Less than a working generation ago, we'd sit in meeting rooms with a strange device permanently stationed in the middle of the table.
Its design aesthetic often resembling a 70s sci-fi movie birdseye view of an Atlantis lair. Squashed. With rounded tentacles circling outwards. Keypad and mini-screen protruding from one such concave webbing.
They were telephone conference soundstations. Ubiquitous spanning the time between recessions of early 90s slump to beyond the GFC.
Teleconferencing seemed neutral for Enterprise popularity. Acceptable as part of the job. Required for multi-location involvement. Maybe the sole domain of telesales anyway. Capable of bringing a sense of occasion to a meeting so convened. Yet perhaps unloved, judging by the lack of clamour to host them with any recurring volume.
Then there were logistics. What if someone on the call was noise affected; in open-plan office, driving (hands-free, even then) or worse, outside?
What about those stilted pauses, wondering who talks next, or not knowing whether agreement or objection occurs?
Ringing more bells?
You'd think that maybe the video call had usurped the teleconference.
But not quite.
For instance, how many video calls have you been on where you gaze into the screen for a minority of its duration?
I often lament that too many people treat a video call as little more than an audio one that happens to have an occasionally blinking 2-D avatar on show.
A phone call with a pic is not a video call that sells.
As exception that proves this rule, consider this modern-day update to last century's teleconference call.
There are meeting by-laws.
You do not need to look at the screen all the time
You are not expected to be fixated on your webcam
You are not required to sit square-on to your camera
You will not be penalised for looking at another screen
You will not be questioned for perusing papers
You won't be tutted for writing notes
You won't be pulled up for sipping a drink
There are now further, fresher perspectives.

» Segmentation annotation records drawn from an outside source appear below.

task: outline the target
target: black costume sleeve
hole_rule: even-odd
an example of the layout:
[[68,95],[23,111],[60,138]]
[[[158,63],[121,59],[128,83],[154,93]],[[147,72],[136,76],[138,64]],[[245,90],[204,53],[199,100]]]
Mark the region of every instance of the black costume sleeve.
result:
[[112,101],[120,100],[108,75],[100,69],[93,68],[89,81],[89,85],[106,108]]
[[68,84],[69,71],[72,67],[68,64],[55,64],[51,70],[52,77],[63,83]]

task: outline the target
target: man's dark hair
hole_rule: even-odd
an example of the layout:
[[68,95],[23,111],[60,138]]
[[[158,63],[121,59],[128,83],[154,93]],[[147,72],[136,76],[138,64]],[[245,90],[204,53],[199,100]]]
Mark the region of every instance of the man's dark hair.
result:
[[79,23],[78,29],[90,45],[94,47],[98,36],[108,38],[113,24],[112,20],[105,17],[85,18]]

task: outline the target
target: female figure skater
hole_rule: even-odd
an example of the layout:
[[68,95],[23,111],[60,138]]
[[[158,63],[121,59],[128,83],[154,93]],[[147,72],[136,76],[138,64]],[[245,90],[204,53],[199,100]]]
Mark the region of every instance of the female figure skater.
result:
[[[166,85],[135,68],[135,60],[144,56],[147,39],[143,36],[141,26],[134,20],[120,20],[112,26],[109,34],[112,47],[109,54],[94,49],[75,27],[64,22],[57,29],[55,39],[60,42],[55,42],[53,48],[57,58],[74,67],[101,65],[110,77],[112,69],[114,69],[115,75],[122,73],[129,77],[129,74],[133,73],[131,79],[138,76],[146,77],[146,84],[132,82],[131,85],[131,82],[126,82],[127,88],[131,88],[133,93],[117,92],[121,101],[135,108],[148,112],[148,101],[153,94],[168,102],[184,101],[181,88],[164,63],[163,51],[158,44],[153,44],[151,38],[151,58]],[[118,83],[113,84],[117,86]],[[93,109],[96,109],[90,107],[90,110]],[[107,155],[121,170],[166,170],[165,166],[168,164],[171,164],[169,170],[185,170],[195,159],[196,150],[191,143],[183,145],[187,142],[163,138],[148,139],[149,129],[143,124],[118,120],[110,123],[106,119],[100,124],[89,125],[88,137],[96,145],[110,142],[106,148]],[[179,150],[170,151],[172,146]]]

Try the Rembrandt pose, sitting side-on
Move around, naturally
Make sure you've a decent mic
Get adept at screen sharing
Have shareable content prepped and ready
Read and write (& sip) when you need
There is tech that replicates the old-style teleconference, updated with all-round video feeds.
That might stay niche. Or swerved on cost. Or dismissed as hybrid folly.
Despite converts being zealous proponents.
But you can still come close the way you are now. And unleash a whole raft of benefits by adding this type of meeting into your armoury to take you and your sales to another level.
And even better, your clients will thank you for it.